Le fonds indemnise les fautes, les infections nosocomiales, les accidents médicaux et la responsabilité du fait des produits. Les sociétés d’assurances ne feront pas partie de ce système de couverture, dès lors qu’elles refusent de couvrir les accidents médicaux et ne voudraient couvrir que les fautes médicales d’une part et qu’elles cherchent à imposer les barèmes de réparation calqués sur la réparation des accidents de la circulation, qui sont catastrophiques, d’autre part.

Le projet adopte donc une méthode pédagogique qui clarifie, simplifie, tranche mais il n’est pas pour autant à l’abri de critiques.

En effet, les délais de prescription prévues sont de 10 ans à partir du fait dommageable alors qu’ils devraient s’élever à 15 ans, comme c’est le cas pour le droit commun.

Pour ce qui est des dommages réparables, l’article 34 établit une liste.
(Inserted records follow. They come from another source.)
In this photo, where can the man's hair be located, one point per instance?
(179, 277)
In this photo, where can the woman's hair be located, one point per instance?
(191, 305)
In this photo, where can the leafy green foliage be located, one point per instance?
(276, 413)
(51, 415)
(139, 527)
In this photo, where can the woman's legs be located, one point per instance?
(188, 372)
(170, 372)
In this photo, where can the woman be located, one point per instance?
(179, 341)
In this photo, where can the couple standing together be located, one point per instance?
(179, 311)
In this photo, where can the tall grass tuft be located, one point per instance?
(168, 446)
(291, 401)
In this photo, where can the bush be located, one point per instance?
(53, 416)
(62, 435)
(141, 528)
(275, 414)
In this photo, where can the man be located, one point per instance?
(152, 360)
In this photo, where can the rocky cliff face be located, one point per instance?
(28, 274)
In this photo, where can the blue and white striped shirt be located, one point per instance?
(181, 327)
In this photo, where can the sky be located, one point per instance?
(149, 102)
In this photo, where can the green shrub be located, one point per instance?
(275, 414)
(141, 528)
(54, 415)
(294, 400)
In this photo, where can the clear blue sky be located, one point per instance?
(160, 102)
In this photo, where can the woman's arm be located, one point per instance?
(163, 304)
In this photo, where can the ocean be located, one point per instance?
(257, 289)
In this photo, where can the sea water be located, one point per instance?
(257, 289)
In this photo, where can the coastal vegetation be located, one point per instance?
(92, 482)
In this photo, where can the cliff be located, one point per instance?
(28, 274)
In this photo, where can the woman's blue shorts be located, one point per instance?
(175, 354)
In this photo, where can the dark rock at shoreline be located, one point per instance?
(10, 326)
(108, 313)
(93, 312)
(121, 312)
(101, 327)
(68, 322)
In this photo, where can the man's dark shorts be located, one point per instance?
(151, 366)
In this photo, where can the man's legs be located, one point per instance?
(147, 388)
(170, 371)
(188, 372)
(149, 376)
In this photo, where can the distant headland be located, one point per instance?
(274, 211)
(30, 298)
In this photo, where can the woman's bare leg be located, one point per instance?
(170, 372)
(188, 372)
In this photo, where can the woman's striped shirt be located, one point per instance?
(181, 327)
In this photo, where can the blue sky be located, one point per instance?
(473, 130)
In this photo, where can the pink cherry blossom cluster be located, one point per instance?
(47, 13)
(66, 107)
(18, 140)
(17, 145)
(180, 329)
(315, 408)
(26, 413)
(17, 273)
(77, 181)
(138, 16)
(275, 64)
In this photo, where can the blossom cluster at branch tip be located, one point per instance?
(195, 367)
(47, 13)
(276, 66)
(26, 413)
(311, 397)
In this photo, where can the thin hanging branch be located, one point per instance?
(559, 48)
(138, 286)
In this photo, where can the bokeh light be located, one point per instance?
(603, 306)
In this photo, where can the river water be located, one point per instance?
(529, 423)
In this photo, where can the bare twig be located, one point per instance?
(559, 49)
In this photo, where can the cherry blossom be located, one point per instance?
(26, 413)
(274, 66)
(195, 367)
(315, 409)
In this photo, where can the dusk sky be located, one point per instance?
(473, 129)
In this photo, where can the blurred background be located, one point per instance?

Est-ce une liste limitative ? Ou est ce qu’on peut agir sur la base du droit commun pour réclamer la réparation d’autres préjudices ?

Ceci dit, ce projet, comme tout texte juridique, est perfectible, mais il ne faut pas perdre de vue l’objectif initial et primordial de l’équilibre des intérêts en jeu. Et si chaque corps de métier a des intérêts à défendre, il ne faut pas oublier que le patient n’a pas de défenseurs qui le soutiennent, à part le législateur auquel il a confié la destinée.

Ce projet devrait donc aboutir à des choix raisonnables, puisqu’un législateur est toujours censé assurer cet équilibre prêché entre les différents intérêts antagonistes, pour que sa loi soit une bonne loi, voire même une loi excellente, puisque comme disait Aristote « ce qui est milieu du point de vue de l’essence est un sommet du point de vue de l’excellence ».

1 « Est puni de deux ans d’emprisonnement et de sept cent vingt dinars d’amende, l’auteur de l’homicide involontaire, commis ou causé par maladresse, imprudence, négligence, inattention ou inobservation des règlements ».

2 « Est puni d’un an d’emprisonnement et de quatre cent quatre-vingt dinars d’amende, quiconque aura, par maladresse, impéritie, imprudence, inattention, négligence ou inobservation des règlements, causé des lésions corporelles à autrui ou les en aura provoqué involontairement ».